O[ For further details see text below.]
Docketing to mail notices.
STATEMENT
Plaintiff Addiction and Detoxification Institute, LLC (“ADI”) filed the instant lawsuit alleging that Defendants
infringed upon two patents in which Plaintiff allegedly has an interest. Plaintiff asserts that the two patents at
issue are U.S. Patent Nos. 6,004,962 (the ‘962 Patent), entitled “Rapid Opioid Detoxification,” and 5,789,411
(the ‘411 Patent), entitled “Improvements to Rapid Opioid Detoxification.” Plaintiff’s amended complaint
alleges that Defendants “are infringing and/or are contributorially infringing and/or are induced others to infringe
by using, offering to sell, and/or selling methods and services that practice one or more inventions claimed in the
ADI Patents.” The complaint further alleges that Defendants have profited through infringement of the ADI
patents and that ADI has suffered and continues to suffer as a result.
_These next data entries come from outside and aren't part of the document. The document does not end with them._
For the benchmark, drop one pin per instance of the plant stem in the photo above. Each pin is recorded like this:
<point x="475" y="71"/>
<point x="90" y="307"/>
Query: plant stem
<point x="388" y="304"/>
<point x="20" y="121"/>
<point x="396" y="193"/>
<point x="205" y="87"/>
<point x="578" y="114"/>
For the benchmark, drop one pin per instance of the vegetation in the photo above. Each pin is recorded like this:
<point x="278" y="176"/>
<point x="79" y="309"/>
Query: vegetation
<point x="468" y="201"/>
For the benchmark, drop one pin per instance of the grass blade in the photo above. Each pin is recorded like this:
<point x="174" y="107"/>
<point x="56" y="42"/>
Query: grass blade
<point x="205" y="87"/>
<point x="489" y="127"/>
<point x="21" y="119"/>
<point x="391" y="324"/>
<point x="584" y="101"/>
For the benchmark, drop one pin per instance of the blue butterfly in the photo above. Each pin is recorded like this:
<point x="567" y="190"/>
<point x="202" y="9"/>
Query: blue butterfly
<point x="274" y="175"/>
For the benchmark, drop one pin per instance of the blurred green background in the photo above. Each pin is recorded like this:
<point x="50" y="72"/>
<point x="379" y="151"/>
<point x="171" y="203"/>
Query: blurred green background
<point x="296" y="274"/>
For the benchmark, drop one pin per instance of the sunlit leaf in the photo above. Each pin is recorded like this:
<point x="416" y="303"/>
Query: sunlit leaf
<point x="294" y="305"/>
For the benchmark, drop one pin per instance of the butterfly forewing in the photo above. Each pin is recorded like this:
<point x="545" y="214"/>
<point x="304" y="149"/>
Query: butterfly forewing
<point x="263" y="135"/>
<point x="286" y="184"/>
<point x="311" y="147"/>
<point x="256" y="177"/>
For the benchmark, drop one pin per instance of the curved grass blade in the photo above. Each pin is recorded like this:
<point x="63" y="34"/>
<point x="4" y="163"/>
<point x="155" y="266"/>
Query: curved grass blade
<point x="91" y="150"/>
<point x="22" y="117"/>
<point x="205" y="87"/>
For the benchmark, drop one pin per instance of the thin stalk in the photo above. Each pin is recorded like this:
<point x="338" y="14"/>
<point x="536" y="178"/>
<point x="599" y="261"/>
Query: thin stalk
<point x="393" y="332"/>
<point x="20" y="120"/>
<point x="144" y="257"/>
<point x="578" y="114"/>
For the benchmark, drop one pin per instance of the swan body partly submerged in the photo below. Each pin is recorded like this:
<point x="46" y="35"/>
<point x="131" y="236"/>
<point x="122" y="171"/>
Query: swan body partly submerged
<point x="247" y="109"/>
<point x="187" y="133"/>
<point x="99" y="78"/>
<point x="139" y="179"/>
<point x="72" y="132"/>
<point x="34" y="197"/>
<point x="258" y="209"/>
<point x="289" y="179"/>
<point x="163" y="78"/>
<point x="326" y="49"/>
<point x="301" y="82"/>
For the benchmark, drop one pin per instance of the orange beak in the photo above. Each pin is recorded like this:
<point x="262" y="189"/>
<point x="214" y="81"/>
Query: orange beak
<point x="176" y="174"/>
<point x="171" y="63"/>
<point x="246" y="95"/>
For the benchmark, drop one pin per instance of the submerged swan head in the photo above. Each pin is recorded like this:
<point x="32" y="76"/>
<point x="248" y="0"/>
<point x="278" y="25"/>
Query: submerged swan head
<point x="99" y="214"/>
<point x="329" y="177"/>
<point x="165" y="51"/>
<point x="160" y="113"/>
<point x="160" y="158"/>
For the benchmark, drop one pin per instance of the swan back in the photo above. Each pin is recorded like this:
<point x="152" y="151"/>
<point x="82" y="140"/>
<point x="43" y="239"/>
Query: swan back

This is the sum total of Plaintiff’s
allegations as to “what happened” to give rise to this lawsuit.
As the Seventh Circuit recently stated, “[i]t is by now well established that a plaintiff must do better than putting
a few words on paper that, in the hands of an imaginative reader, might suggest that something has happened to
her that might be redressed by the law.” Swanson v. Citibank, N.A., 614 F.3d 400, 403 (7th Cir. 2010); cf. Conley
v. Gibson, 355 U.S. 41, 45-46 (1957), disapproved by Bell Atlantic Corp. v. Twombly, 550 U.S. 544, 563, 127
S.Ct. 1955, 167 L.Ed.2d 929 (2007) (“after puzzling the profession for 50 years, this famous observation [the ‘no
set of facts’ language] has earned its retirement”). To the Seventh Circuit, “fair notice” means that the plaintiff
must give enough details about the subject matter of the case to present a story that holds together. Swanson, 614
F.3d at 404. As the Supreme Court warned in Iqbal and as the Seventh Circuit acknowledged later in Brooks v.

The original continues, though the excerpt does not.